Le premier mot de ce roman lu dans le cadre du Livre-Inter-Shadow-Cabinet 2019: « Paradis » ….. le dernier « les enfers ».
Parole(s) de l’Éditeur (extraits) :
https://www.editions-allia.com/files/note_6288_pdf.pdf
….. L’histoire de Nino Paradis et son grand amour Lale. L’histoire de leurs deux fois 20 ans collés au bitume, aux appartements insalubres sous-loués à des marchands de sommeil, l’histoire de cette pauvreté vraie de vraie sur laquelle on ferme les yeux. C’est l’histoire de leurs petites magouilles et de leurs grands blancs, ces fuites collées à grand coups de goulots, de petites pilules ou de lignes blanches. C’est l’histoire de leur amour immense au cœur de tout cela. C’est …..la banlieue parisienne. Ce …..sont les dealers, les esclavagistes modernes, les supermarchés qui dégueulent et la défonce d’une jeunesse qui fuit le jour. J’ai retrouvé la matière viscérale et organique de Simon et j’y ai découvert en plus un rythme bien plus emporté, probablement un coup de Capucine. J’y ai retrouvé cette écriture comme un port de tête altier de Simon, avec une grande dimension en supplément, celle de l’écriture qui aspire toute l’expérience contée, incontestablement la présence de Capucine. Quand la littérature prend la forme même du récit !
« Nino dans la nuit » est sorti accompagné d’un clip du collectif Contrefaçon ! qui colle farpaitement avec l’écriture et le monde décrit dans ces 280 pages :
Qu’est-ce qu’on peut rajouter ? Par exemple que c’est en effet une belle claque de lecture ou comme l’a dit E. (B. pour les intimes) : « Un coup de poing au plexus ! ».
Au début plutôt déroutant, Nino Paradis fait des tractions dans le cadre de qqs jours de sélection pour être admis chez les Légionnaires, il semble être en fuite…. Le lecteur est jeté dans l’Histoire sans comprendre les bouts et aboutissants, ni ou il est….ou ni pourquoi ce Nino y est…..Beaucoup plus tard, vers la fin du livre, il fera (de nouveau) des tractions, cette fois-ci avec une finalité toute autre, à l’opposé même….

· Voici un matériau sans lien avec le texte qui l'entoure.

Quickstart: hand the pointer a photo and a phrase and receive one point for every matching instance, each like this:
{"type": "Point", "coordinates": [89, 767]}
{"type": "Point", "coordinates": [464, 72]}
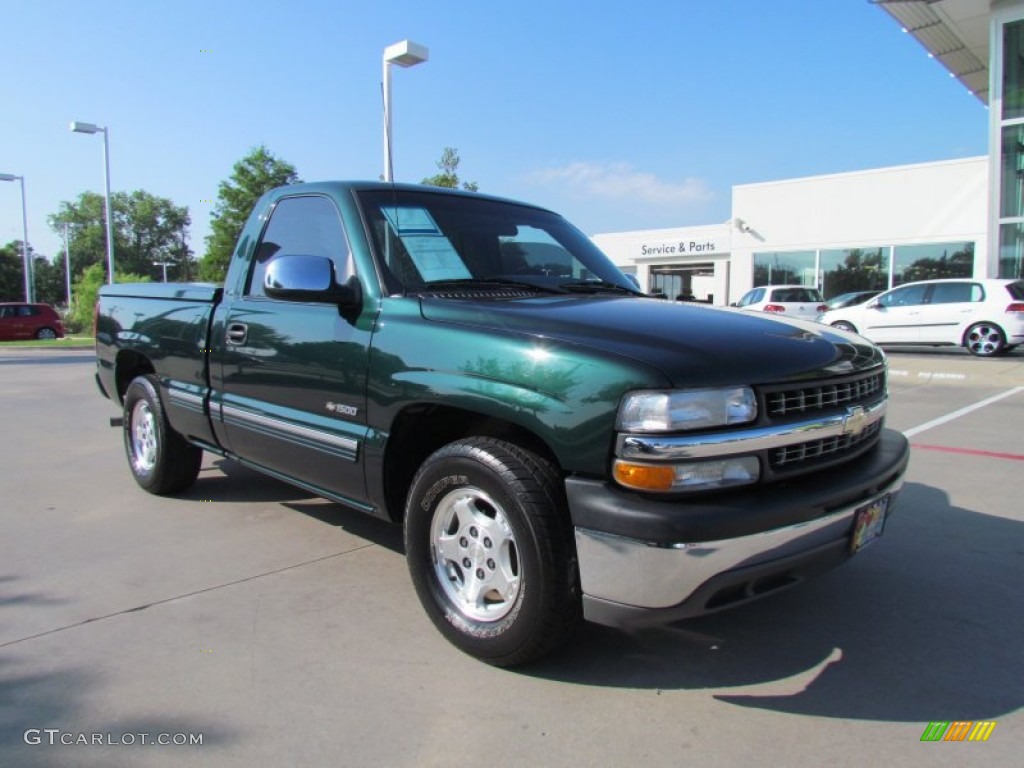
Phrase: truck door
{"type": "Point", "coordinates": [294, 374]}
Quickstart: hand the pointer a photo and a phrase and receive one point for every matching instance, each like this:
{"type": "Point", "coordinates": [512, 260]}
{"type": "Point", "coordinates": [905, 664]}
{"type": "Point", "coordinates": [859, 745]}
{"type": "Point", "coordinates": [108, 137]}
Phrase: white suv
{"type": "Point", "coordinates": [984, 315]}
{"type": "Point", "coordinates": [794, 301]}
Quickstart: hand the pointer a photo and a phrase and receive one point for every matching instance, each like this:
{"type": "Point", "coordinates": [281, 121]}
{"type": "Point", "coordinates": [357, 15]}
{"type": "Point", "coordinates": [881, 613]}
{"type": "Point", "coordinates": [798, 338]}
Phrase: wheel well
{"type": "Point", "coordinates": [127, 367]}
{"type": "Point", "coordinates": [975, 324]}
{"type": "Point", "coordinates": [420, 430]}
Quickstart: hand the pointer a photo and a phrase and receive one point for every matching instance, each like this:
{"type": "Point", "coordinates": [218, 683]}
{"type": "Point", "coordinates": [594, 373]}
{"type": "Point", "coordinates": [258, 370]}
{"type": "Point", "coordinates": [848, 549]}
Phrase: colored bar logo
{"type": "Point", "coordinates": [958, 730]}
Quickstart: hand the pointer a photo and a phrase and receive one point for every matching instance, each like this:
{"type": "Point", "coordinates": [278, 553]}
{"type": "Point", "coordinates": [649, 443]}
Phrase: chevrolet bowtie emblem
{"type": "Point", "coordinates": [855, 421]}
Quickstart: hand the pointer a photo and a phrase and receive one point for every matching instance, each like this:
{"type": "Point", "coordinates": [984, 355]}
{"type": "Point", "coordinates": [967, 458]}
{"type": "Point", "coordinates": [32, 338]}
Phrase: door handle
{"type": "Point", "coordinates": [237, 333]}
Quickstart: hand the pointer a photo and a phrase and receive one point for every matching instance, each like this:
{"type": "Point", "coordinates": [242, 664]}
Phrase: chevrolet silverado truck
{"type": "Point", "coordinates": [555, 444]}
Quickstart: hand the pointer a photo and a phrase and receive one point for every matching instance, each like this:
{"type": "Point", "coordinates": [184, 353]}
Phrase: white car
{"type": "Point", "coordinates": [793, 301]}
{"type": "Point", "coordinates": [984, 315]}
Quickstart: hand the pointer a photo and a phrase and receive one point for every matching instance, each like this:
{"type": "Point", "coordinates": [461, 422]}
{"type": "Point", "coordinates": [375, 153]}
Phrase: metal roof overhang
{"type": "Point", "coordinates": [954, 32]}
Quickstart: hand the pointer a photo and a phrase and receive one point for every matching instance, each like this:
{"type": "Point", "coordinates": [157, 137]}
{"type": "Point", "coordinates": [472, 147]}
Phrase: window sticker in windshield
{"type": "Point", "coordinates": [432, 253]}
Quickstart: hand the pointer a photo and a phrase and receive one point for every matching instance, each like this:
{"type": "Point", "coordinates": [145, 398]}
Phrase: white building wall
{"type": "Point", "coordinates": [942, 202]}
{"type": "Point", "coordinates": [901, 205]}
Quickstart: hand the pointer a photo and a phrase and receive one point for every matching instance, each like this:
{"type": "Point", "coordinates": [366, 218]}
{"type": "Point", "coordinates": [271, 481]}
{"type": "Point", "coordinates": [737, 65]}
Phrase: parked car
{"type": "Point", "coordinates": [795, 301]}
{"type": "Point", "coordinates": [984, 315]}
{"type": "Point", "coordinates": [22, 321]}
{"type": "Point", "coordinates": [850, 299]}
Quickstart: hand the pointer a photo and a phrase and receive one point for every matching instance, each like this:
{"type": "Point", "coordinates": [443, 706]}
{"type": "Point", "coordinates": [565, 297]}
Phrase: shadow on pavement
{"type": "Point", "coordinates": [924, 626]}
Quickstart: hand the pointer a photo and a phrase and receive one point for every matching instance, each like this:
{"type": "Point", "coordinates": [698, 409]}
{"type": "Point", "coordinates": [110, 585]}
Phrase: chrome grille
{"type": "Point", "coordinates": [826, 449]}
{"type": "Point", "coordinates": [825, 395]}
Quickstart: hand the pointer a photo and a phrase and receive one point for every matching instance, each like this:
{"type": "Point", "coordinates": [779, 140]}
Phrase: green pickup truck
{"type": "Point", "coordinates": [556, 444]}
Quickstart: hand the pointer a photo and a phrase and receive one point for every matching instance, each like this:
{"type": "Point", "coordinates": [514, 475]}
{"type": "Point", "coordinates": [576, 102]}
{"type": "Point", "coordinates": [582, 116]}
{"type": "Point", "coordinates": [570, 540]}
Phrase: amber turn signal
{"type": "Point", "coordinates": [644, 476]}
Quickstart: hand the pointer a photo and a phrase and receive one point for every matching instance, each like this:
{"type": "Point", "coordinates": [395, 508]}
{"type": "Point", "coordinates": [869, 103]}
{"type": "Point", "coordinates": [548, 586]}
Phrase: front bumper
{"type": "Point", "coordinates": [644, 561]}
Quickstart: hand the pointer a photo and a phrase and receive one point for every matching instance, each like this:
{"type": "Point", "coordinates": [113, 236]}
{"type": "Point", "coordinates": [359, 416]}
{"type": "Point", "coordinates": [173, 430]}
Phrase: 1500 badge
{"type": "Point", "coordinates": [342, 410]}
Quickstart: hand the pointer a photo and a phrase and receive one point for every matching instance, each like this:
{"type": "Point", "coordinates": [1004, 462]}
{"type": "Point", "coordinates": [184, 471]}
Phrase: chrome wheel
{"type": "Point", "coordinates": [143, 437]}
{"type": "Point", "coordinates": [475, 556]}
{"type": "Point", "coordinates": [984, 340]}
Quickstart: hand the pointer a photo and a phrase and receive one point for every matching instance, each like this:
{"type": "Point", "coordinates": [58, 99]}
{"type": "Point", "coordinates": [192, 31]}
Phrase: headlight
{"type": "Point", "coordinates": [672, 411]}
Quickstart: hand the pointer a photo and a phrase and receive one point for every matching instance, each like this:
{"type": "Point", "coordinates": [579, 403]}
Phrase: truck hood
{"type": "Point", "coordinates": [690, 344]}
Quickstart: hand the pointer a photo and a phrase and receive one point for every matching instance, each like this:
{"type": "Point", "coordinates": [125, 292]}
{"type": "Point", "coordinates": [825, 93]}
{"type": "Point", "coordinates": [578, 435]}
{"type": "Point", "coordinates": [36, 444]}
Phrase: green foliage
{"type": "Point", "coordinates": [49, 285]}
{"type": "Point", "coordinates": [146, 229]}
{"type": "Point", "coordinates": [12, 271]}
{"type": "Point", "coordinates": [256, 173]}
{"type": "Point", "coordinates": [86, 291]}
{"type": "Point", "coordinates": [449, 176]}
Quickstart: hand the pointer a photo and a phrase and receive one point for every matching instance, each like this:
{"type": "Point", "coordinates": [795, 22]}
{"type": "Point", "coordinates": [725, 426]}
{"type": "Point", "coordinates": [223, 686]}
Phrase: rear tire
{"type": "Point", "coordinates": [491, 551]}
{"type": "Point", "coordinates": [160, 459]}
{"type": "Point", "coordinates": [985, 340]}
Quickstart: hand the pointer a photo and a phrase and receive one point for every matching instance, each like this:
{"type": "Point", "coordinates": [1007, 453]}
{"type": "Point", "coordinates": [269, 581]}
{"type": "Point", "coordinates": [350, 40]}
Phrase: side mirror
{"type": "Point", "coordinates": [299, 278]}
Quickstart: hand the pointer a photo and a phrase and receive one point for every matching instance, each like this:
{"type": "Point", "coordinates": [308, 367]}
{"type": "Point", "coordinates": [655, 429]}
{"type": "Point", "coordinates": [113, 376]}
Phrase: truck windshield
{"type": "Point", "coordinates": [426, 240]}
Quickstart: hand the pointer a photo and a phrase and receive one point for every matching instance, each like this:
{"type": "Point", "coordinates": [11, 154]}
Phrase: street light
{"type": "Point", "coordinates": [78, 127]}
{"type": "Point", "coordinates": [406, 54]}
{"type": "Point", "coordinates": [25, 237]}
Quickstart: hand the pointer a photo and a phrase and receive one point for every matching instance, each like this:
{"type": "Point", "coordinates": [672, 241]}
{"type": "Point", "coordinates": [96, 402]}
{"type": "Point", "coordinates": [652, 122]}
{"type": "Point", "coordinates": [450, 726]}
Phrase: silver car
{"type": "Point", "coordinates": [793, 301]}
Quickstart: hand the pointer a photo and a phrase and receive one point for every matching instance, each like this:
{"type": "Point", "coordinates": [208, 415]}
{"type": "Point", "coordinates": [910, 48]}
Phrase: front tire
{"type": "Point", "coordinates": [985, 340]}
{"type": "Point", "coordinates": [491, 552]}
{"type": "Point", "coordinates": [160, 459]}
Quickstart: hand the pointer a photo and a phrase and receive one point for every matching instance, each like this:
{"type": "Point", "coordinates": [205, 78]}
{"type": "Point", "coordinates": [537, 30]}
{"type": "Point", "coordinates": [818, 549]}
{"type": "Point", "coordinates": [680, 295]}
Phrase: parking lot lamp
{"type": "Point", "coordinates": [406, 53]}
{"type": "Point", "coordinates": [25, 238]}
{"type": "Point", "coordinates": [79, 127]}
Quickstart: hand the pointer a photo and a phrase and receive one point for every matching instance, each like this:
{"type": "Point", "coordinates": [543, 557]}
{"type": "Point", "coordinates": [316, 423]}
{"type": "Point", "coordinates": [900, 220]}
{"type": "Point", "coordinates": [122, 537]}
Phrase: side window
{"type": "Point", "coordinates": [751, 297]}
{"type": "Point", "coordinates": [955, 293]}
{"type": "Point", "coordinates": [306, 225]}
{"type": "Point", "coordinates": [906, 296]}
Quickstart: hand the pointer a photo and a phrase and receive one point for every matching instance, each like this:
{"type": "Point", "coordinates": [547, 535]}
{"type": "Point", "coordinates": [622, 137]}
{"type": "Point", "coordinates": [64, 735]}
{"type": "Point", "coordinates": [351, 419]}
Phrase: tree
{"type": "Point", "coordinates": [48, 276]}
{"type": "Point", "coordinates": [254, 174]}
{"type": "Point", "coordinates": [449, 176]}
{"type": "Point", "coordinates": [12, 271]}
{"type": "Point", "coordinates": [146, 229]}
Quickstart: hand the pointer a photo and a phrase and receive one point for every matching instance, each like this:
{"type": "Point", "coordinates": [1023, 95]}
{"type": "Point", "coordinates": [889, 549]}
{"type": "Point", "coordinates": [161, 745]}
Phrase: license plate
{"type": "Point", "coordinates": [868, 523]}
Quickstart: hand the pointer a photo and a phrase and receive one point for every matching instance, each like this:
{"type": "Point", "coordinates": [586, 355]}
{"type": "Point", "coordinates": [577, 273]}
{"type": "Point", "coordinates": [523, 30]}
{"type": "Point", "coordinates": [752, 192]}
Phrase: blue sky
{"type": "Point", "coordinates": [621, 116]}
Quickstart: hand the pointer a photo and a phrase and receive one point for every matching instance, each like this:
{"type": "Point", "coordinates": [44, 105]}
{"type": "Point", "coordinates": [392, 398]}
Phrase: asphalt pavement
{"type": "Point", "coordinates": [279, 629]}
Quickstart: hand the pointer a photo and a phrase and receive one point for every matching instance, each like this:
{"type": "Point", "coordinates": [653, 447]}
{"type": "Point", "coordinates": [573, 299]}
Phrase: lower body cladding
{"type": "Point", "coordinates": [645, 562]}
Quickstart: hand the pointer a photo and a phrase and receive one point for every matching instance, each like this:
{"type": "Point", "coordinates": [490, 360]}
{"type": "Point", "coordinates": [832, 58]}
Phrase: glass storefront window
{"type": "Point", "coordinates": [784, 268]}
{"type": "Point", "coordinates": [854, 269]}
{"type": "Point", "coordinates": [911, 263]}
{"type": "Point", "coordinates": [1013, 71]}
{"type": "Point", "coordinates": [1012, 188]}
{"type": "Point", "coordinates": [1012, 251]}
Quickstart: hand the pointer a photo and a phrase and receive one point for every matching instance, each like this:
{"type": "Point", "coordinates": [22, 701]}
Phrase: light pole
{"type": "Point", "coordinates": [79, 127]}
{"type": "Point", "coordinates": [25, 238]}
{"type": "Point", "coordinates": [164, 264]}
{"type": "Point", "coordinates": [68, 264]}
{"type": "Point", "coordinates": [406, 53]}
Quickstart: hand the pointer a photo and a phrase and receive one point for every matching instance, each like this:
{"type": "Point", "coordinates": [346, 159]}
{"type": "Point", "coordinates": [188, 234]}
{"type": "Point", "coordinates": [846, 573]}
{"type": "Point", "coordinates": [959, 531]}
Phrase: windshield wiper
{"type": "Point", "coordinates": [596, 286]}
{"type": "Point", "coordinates": [472, 282]}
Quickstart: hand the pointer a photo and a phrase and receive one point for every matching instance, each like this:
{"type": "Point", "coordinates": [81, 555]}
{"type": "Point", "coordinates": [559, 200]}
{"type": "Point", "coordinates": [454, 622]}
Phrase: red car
{"type": "Point", "coordinates": [20, 321]}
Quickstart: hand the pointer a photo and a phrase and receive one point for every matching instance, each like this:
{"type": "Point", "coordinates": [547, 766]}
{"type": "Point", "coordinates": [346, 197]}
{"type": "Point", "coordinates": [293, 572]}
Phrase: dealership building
{"type": "Point", "coordinates": [880, 227]}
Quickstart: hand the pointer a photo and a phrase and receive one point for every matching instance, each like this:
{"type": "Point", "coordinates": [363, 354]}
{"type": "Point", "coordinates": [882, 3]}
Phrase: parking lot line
{"type": "Point", "coordinates": [961, 412]}
{"type": "Point", "coordinates": [969, 452]}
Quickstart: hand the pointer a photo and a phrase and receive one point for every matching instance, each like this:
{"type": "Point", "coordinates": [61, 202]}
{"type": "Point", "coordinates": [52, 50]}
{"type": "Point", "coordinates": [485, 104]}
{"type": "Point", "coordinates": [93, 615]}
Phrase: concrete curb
{"type": "Point", "coordinates": [949, 369]}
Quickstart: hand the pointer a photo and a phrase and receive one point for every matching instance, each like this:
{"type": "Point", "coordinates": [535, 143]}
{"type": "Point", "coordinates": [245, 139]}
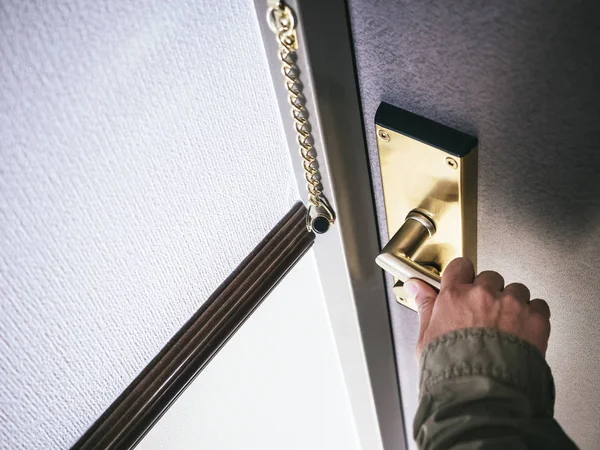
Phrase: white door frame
{"type": "Point", "coordinates": [352, 283]}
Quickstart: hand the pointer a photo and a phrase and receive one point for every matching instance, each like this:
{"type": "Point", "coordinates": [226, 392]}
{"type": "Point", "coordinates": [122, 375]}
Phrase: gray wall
{"type": "Point", "coordinates": [522, 77]}
{"type": "Point", "coordinates": [142, 158]}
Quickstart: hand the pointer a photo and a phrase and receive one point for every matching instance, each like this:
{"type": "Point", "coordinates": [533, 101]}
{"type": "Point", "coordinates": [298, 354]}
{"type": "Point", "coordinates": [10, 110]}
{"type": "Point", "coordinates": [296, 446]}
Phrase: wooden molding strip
{"type": "Point", "coordinates": [148, 397]}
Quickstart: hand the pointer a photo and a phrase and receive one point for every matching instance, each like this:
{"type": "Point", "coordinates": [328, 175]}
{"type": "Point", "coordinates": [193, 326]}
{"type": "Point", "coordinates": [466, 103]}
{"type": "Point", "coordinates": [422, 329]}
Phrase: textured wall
{"type": "Point", "coordinates": [522, 77]}
{"type": "Point", "coordinates": [273, 386]}
{"type": "Point", "coordinates": [142, 158]}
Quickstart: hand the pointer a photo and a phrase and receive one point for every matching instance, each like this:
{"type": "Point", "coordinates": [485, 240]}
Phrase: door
{"type": "Point", "coordinates": [523, 78]}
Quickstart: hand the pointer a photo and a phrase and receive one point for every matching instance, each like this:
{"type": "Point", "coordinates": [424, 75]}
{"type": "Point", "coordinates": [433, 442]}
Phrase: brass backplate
{"type": "Point", "coordinates": [418, 173]}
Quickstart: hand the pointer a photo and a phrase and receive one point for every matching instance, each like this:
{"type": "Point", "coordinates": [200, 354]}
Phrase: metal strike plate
{"type": "Point", "coordinates": [430, 168]}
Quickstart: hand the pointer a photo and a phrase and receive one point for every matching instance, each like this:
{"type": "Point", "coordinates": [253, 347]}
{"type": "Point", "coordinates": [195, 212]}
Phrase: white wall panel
{"type": "Point", "coordinates": [276, 385]}
{"type": "Point", "coordinates": [142, 158]}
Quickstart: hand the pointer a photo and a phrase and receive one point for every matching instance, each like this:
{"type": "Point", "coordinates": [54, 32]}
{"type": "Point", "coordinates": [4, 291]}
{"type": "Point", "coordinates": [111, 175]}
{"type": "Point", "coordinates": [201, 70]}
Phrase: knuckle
{"type": "Point", "coordinates": [512, 301]}
{"type": "Point", "coordinates": [481, 293]}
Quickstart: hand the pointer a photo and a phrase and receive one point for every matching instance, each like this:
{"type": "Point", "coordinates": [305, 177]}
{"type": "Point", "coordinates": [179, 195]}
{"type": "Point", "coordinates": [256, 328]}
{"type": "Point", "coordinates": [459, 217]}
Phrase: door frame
{"type": "Point", "coordinates": [352, 283]}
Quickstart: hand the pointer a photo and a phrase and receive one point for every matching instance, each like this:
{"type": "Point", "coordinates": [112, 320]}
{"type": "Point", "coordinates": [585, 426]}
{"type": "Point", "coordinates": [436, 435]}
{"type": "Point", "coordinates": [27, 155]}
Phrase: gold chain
{"type": "Point", "coordinates": [282, 21]}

Entre-temps il nous aura raconté par le menu une année de galère, dans une langue loin d’être châtiée. Elle cogne, est « vraie », comparable à un Rap matinée d’une poésie désabusée et vaporeuse sous l’influence de la drogue et/ou l’alcool ou d’autres substances sans lesquels Nino peine à survivre, lui qui surnage seulement grâce à son amour pour Lale, née en Turquie, élevée par deux prof de français. Elle vit de petits boulots (serveuse ou baby-sitter) et rêvera, lors d’un stage, qui se finira abruptement, d’une carrière de journaliste… Notons ici, que c’était elle qui le moment où elle l’avait vu, l’avait choisi, et a retourné le balayage brésilien d’une « concurrente » dans la pissotière des chiottes mixtes du bar ou ils étaient……
« J’ai le cœur gonflé de toi. J’ai du désir plein les oreilles et me tape des montées d’ecstasy en fermant les yeux, la tête bourrée de toi et du reste. » (p. 85)
« Alors quand mes paupières se ferment plusieurs fois sous ta main, j’adresse aux astres une lettre qui dicte l’alignement souhaité pour tous les jours qui viennent. Monnaie, monnaie, monnaie. Avant de sombrer dans un monde où tout est possible, et qui demain encore fera le réveil triste. » (p.108)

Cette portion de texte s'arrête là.